Media and Communication Studies After 1989
After the Cold War period and collapse of the bipolar world, the concept of the free press was (re)introduced in the countries of central and eastern Europe (and with some limitation in the former Soviet Union and then in Russia), and the media system in each country was transformed. The fundamental changes and quick and massive development of mass communication, as well as the inspiration coming from western countries, led to increasing interest in studying media and communication. The pre-1989 theoretical and methodological framework of Marxist–Leninist theory and history of journalism was abandoned and journalistic education was transformed. New schools and departments of media studies, media and communication, mass communication, etc. have been established.
There is a plurality of normative and theoretical approaches, mostly based upon the interests and training of people who established media and communication studies as an academic field. In some countries (Hungary, Poland, former Czechoslovakia, and contemporary Czech Republic), a clear distinction has been created between journalism on one hand and (mass) media communication studies and research on the other. Journalism as a part of higher education was transformed into a vocational (skill oriented) training field in many schools, with media and communication study as its academic background. Departments of media studies were established, and not only do research but also develop their own curricula of media studies and produce their own graduates as media and communication experts. New media journals have appeared in many countries.

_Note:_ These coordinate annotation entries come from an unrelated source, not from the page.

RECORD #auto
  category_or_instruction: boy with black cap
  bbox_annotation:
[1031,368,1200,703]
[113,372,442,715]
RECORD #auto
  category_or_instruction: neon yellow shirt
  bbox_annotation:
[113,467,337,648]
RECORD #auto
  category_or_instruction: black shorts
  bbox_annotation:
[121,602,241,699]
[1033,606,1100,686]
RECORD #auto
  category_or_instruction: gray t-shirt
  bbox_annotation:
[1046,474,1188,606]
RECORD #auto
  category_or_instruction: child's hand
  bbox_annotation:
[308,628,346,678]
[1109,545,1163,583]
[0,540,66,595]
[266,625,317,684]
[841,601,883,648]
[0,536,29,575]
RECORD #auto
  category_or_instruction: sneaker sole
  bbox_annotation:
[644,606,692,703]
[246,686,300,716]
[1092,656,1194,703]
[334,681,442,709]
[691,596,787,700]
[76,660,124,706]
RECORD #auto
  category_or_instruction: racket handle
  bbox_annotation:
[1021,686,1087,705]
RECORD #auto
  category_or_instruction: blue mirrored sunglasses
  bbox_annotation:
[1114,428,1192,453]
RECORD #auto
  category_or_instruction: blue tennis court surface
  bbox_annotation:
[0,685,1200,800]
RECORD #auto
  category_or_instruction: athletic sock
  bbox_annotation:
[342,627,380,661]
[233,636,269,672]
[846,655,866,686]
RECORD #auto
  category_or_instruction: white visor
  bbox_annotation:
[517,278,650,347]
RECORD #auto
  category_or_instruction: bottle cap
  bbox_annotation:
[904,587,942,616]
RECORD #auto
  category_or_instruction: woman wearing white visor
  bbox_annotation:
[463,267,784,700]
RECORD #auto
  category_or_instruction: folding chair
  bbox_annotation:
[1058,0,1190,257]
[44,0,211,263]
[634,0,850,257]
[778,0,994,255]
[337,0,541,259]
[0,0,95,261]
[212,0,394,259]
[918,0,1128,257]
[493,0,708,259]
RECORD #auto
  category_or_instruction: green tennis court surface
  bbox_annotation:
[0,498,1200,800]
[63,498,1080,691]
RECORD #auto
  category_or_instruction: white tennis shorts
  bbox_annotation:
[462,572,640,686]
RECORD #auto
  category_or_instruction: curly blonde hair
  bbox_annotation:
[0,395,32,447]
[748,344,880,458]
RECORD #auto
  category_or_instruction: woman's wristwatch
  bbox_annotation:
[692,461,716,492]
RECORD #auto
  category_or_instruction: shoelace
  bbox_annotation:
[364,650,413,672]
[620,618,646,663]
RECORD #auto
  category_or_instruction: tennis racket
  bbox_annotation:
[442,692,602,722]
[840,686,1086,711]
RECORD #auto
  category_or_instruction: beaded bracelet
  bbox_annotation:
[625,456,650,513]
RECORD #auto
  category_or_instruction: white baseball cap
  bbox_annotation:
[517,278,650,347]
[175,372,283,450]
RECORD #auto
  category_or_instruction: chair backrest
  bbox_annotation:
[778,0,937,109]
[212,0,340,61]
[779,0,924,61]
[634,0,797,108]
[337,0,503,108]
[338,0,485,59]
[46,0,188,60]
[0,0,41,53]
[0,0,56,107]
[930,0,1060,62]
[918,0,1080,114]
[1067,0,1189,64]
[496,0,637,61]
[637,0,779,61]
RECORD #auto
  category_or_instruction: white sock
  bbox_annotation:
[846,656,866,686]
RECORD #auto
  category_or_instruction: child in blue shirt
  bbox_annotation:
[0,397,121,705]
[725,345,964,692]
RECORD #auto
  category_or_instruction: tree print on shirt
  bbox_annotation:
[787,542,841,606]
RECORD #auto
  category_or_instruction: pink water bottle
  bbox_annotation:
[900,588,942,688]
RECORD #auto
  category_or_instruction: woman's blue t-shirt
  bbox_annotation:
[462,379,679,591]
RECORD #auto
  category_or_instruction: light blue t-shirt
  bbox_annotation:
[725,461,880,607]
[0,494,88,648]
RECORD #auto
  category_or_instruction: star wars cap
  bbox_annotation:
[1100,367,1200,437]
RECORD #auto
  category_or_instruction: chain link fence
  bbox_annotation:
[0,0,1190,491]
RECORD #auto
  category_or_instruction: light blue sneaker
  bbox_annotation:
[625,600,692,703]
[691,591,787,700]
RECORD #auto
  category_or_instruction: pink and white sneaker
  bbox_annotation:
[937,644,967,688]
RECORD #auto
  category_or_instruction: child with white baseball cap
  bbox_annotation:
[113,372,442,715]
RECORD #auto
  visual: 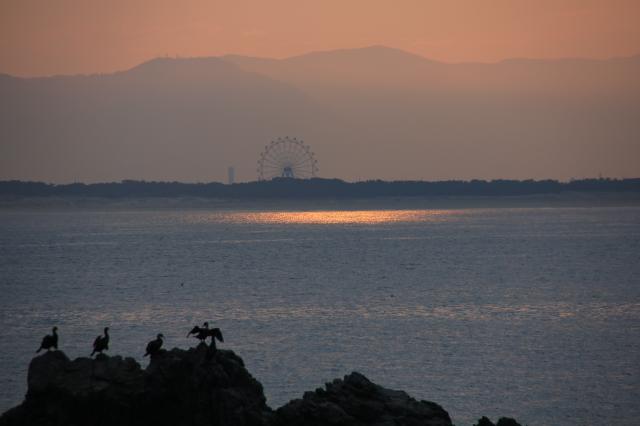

In other countries (some schools in Slovakia, Russia, etc.), journalism remains an academic field but its content and theoretical framework have changed fundamentally and shifted toward media and mass communication studies, also introducing the concepts of media literacy and media education for the general public as topics of general education.
The interest in interpersonal communication and speech communication has remained nonintegrated and is still mostly connected either with linguistics (especially with studying national languages of nations and states in the region) or with psychology (mostly as an applied or practical set of skills).
References:
- Goban-Klas, T. (1978). Komunikowanie masowe [Mass communication]. Krakow: Osodek badañ prasoznawczych.
- Hudec, V. (1982). Úvod do teorie zurnalistiky [Introduction to the theory of journalism]. Prague: Novinár.
- Kloskowska, A. (1964). Kultura masowa (Krytyka I obrona) [Mass culture (Criticism and defense)]. Warsawa: PWN.
- Malá encyklopédia Ωurnalistiky [A concise encyclopedia of journalism] (1982). Bratislava: Obzor.
- Olson, K. (1966). The history makers: The press of Europe from its beginnings through 1965. Baton Rouge, LA: Louisiana State University Press.
- Szecskö, T. (1983). Communication research and policy in Hungary: Partners in planning. Journal of Communication, 33(3), 96 –102.
- Tolstikova-Mast, Y., & Keyton, J. (2002). Communicating about communication: Fostering the development of the communication discipline in Russia. In I. N. Rozina (ed.), Theory of communication and applied communication, Bulletin of Russian Communication Association, issue Rostov-on-Don: Institute of Management, Business and Law Publishing, pp. 119 –134.
- Zassoursky, Y. N., & Vartanova, E. (1998). Changing media and communications. Moscow: Faculty of Journalism/ICAR.